The primitive steps towards triathlons all began with his wife, Jayne. Going to watch her compete in a triathlon in Fishguard, he thought the immortal words: "I could do that".
And so he did, beginning with a triathlon of his own in Rhayader, on a bike borrowed from his father-in-law. The only issue was that Paul stands at a fairly lofty 6ft 5ins, while the original owner of the bike was only 5ft 8ins.
Despite having to raise the bicycle seat as high as it could go, and starting his first triathlon with a swim in Rhayader Leisure Centre's swimming pool, he was hooked. Soon he'd build himself up to longer events, before both he and Jayne did their first Ironman in 2005 in Austria.
Over the years, the pair have collected more stories and anecdotes than you could imagine - from throwing up on bikes in Frankfurt to barely getting through the cold on the weekend - but it has been Paul's sartorial choices in recent years that have captured the eye. For a number of years, Paul has marked each Ironman Wales with a different pair of 'budgie smugglers' - a tradition started purely by chance.
"In 2014, I went around with Jayne," explains Paul. "I'm a faster swimmer so I said I'd do the swim and meet her in transition.
"I got to where all the bags are, stripped off the wetsuit and I just had a basic pair of black budgie smugglers on. I realised I'd have to run it in those as I couldn't stick the wetsuit back on.
"People in the crowd were cheering and laughing as I ran that one kilometre to get into transition as fast as I could. The next day, we were in a cafe and some women came up to me saying I'd made her day in those budgies.
"That's how it started. The following year, everyone wanted to know what I'd be wearing - even though it wasn't planned.
"So since then, I've had a different theme on them. One year it was a Welsh flag, a multicoloured one and then, this year, I had 'Thank you Tenby' as it was the last one.
"I must have had about a thousand pictures sent to me, all from different angles! It's all part of the fun!"
While his final go around Tenby last Sunday wasn't his fastest time, that's largely immaterial as "it all depends on the day", as Paul admits. Given the punishment his body has taken over the years through rugby - Paul counts around 500 stitches, a busted shoulder, a punctured lung and some broken fingers among his injuries - it's astonishing how injury-free he's stayed doing triathlons.
Granted, there's perhaps less contact than you'd find on a rugby pitch up and down Wales on a Saturday afternoon, but all those hundreds of matches did come in handy at some points. "In the swimming, people are swimming over you and bumping into each other - it's almost dog eat dog out there," he explains.

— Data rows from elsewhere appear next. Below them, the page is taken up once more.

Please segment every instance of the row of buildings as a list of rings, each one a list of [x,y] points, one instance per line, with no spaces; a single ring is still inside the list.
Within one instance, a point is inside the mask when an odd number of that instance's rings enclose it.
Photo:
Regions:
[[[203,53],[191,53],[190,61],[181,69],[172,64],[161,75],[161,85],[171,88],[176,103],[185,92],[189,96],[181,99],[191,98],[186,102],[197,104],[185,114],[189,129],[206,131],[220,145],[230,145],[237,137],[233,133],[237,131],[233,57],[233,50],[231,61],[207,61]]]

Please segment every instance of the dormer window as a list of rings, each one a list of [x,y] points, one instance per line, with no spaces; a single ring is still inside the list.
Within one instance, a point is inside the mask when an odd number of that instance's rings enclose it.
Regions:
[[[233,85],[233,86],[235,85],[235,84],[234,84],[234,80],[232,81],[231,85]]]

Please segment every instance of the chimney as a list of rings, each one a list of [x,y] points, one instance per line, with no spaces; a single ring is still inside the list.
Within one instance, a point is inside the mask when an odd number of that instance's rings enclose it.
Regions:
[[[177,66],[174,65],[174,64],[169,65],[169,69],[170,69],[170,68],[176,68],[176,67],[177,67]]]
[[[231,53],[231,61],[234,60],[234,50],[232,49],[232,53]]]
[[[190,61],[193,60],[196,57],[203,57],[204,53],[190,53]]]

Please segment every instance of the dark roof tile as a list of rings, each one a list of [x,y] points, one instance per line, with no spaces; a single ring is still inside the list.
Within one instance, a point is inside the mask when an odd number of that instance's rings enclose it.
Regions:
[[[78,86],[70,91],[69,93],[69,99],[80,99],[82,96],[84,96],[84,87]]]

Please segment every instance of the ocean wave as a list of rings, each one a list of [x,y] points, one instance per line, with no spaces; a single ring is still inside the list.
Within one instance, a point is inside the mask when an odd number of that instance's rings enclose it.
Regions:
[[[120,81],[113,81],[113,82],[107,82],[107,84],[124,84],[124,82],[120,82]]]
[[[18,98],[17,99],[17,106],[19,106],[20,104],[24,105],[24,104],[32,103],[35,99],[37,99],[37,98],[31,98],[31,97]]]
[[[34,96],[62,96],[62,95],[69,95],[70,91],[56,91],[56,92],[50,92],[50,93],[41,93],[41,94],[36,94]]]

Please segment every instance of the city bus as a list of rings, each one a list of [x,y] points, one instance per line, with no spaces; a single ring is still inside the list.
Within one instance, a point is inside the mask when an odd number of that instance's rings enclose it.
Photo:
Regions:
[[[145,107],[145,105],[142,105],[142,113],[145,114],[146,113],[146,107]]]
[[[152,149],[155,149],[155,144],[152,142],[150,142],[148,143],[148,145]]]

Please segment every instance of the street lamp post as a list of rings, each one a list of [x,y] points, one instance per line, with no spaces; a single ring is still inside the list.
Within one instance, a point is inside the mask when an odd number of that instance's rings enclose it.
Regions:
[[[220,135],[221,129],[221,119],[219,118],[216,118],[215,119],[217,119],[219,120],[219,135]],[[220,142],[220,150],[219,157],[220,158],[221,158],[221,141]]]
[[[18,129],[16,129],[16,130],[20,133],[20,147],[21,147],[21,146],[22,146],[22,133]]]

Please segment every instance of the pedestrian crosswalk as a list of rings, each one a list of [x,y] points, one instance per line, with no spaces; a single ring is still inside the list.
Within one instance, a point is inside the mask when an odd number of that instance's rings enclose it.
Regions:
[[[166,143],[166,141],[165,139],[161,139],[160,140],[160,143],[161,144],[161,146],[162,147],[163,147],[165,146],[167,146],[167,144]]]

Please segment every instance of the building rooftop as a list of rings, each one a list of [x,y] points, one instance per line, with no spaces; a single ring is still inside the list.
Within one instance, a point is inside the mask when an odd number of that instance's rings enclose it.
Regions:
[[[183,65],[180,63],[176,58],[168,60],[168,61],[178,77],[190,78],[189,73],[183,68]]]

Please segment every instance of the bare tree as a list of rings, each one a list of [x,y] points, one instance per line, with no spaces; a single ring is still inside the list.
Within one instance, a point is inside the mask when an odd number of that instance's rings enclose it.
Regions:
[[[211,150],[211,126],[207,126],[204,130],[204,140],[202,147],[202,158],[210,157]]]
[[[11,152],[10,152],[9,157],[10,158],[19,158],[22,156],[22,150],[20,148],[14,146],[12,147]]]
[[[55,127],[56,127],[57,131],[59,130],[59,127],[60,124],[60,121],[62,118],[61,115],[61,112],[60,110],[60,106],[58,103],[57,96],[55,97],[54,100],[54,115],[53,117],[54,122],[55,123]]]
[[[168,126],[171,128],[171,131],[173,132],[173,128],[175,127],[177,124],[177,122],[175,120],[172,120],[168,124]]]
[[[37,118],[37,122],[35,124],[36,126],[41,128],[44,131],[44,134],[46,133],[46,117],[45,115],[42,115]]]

"But it doesn't bother me. Jayne thinks it's because I'm used to being in rucks and mauls."
Maybe that's a factor to why some former rugby players seem to love the challenge of Ironman Wales, maybe it's more likely they can't resist the physical extremes they push their bodies to - just as they did in their playing careers.
Or perhaps it's because it's as close as you can get to replicating that euphoric high once you hang up the boots.
"It's funny because people have asked me before if I still get that buzz," Paul adds. "It's a different kind of feeling.
"When you run out in Cardiff with 60,000 people screaming, even now, I still get the hairs on the back of my neck standing up. But that's the feeling I get when you run down the red carpet to finish the race.
"You can't explain it until you feel it. Not everyone will be an international or play for their country, but you can get that feeling in Ironman.
"I've seen people with blood coming from their feet, but those 30 seconds down the red carpet makes all that pain go away and it feels unlike anything else."